Wednesday, 11 February 2015

Introducing the Livestock to the Whole of Burwell Fen

The end of January saw a new start for the livestock on Burwell Fen. On a blowy Friday lunch time the Ranger team opened the gates to the south side of Burwell Fen to allow the ponies and cattle full access. We have been building to this for a few years, building handling units, constructing fencing and moving the herds over from Adventurer's Fen, so it was very rewarding for us to finally see the animals being able to roam over the entire of Burwell Fen. We called the cattle over to the gate to show them where the new paths through were and to encourage them to explore the new area. They are all keen for a bucket of food so we managed to get most of the herd interested enough to come through the new gateway. We were particularly pleased with Apple, one of the youngest cows, who was very excited to see the new grazing, and completely ignored the food piles in favour of a big juicy patch of rush that she went head first into!

They heard the call and came plodding.

Hannah leading the keenest through first

As the horses move around more than the cows, we felt they would find their way through on their own. They seemed a bit tentative for the first few days, with only the more adventurous younger ponies taking the plunge.
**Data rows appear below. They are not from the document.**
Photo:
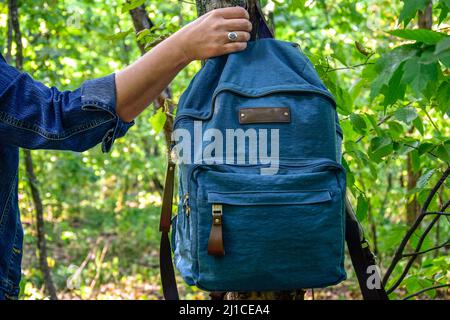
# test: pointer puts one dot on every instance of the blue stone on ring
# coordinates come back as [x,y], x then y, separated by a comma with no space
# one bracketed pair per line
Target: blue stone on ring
[232,36]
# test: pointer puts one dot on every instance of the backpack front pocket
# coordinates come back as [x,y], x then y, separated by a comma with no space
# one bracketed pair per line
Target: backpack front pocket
[279,232]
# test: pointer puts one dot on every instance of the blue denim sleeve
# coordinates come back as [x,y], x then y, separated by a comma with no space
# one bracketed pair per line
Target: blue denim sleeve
[34,116]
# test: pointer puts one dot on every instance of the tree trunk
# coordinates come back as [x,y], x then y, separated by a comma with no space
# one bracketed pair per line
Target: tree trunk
[13,22]
[424,21]
[425,17]
[141,21]
[204,6]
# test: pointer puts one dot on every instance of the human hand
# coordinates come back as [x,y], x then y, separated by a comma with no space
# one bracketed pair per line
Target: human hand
[208,35]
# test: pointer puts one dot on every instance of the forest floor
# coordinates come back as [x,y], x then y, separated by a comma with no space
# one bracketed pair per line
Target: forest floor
[110,255]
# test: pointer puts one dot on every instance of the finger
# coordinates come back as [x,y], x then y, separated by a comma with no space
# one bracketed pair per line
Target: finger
[242,36]
[232,13]
[234,47]
[237,25]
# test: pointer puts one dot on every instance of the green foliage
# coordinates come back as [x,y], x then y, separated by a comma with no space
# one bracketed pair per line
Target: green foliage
[392,89]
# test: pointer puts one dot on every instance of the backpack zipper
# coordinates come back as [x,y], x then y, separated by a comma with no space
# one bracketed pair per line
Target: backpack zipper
[324,163]
[246,95]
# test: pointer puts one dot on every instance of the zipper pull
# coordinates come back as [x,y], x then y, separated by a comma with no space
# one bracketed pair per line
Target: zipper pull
[215,242]
[187,209]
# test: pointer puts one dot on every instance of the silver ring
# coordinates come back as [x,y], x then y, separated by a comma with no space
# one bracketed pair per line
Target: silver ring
[232,36]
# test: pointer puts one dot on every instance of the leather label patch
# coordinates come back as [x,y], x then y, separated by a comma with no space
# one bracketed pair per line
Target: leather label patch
[264,115]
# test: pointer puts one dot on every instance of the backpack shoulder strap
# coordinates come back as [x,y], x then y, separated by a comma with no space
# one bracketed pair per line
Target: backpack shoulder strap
[167,271]
[363,259]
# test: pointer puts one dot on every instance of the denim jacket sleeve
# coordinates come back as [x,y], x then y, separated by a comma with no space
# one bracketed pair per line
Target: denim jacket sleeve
[34,116]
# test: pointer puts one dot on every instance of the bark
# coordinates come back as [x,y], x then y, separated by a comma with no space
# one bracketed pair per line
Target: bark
[424,21]
[204,6]
[412,207]
[141,21]
[425,17]
[13,22]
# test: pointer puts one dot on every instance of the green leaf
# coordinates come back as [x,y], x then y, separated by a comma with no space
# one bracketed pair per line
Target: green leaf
[418,124]
[415,161]
[442,46]
[349,175]
[444,5]
[158,120]
[406,114]
[443,152]
[387,66]
[358,123]
[420,35]
[395,129]
[443,97]
[410,8]
[424,147]
[418,75]
[362,208]
[423,180]
[395,89]
[119,35]
[380,147]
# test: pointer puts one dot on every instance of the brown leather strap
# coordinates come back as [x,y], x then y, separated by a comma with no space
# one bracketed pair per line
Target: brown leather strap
[166,209]
[167,271]
[215,242]
[264,115]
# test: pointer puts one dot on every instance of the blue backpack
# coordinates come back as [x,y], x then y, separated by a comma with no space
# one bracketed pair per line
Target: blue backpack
[262,203]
Once they were all through, however, they haven't looked back. It has certainly made the checks more interesting, finding new routes through the fen to where the animals have decided to graze that day.

First taste of new grass

Apple's mad dash to fresh rush

The animals seem to be enjoying their new range, having not ventured back into the north side since we let them through. It has also been interesting to watch some of the behaviours that access the new widespread area has brought out in the livestock. The bulls are re-asserting their hierarchy, deciding which patch of land they want as their patch, and there has been some posturing and shouting at each other to decide whose in charge. Some of the horses are spending time away from the main herd, the young "bachelor" herd, who are more inquisitive. The main herd, with the young foals, seem to be moving too slow for them, so they go out on their own to investigate the furthest reaches before coming back to the herd.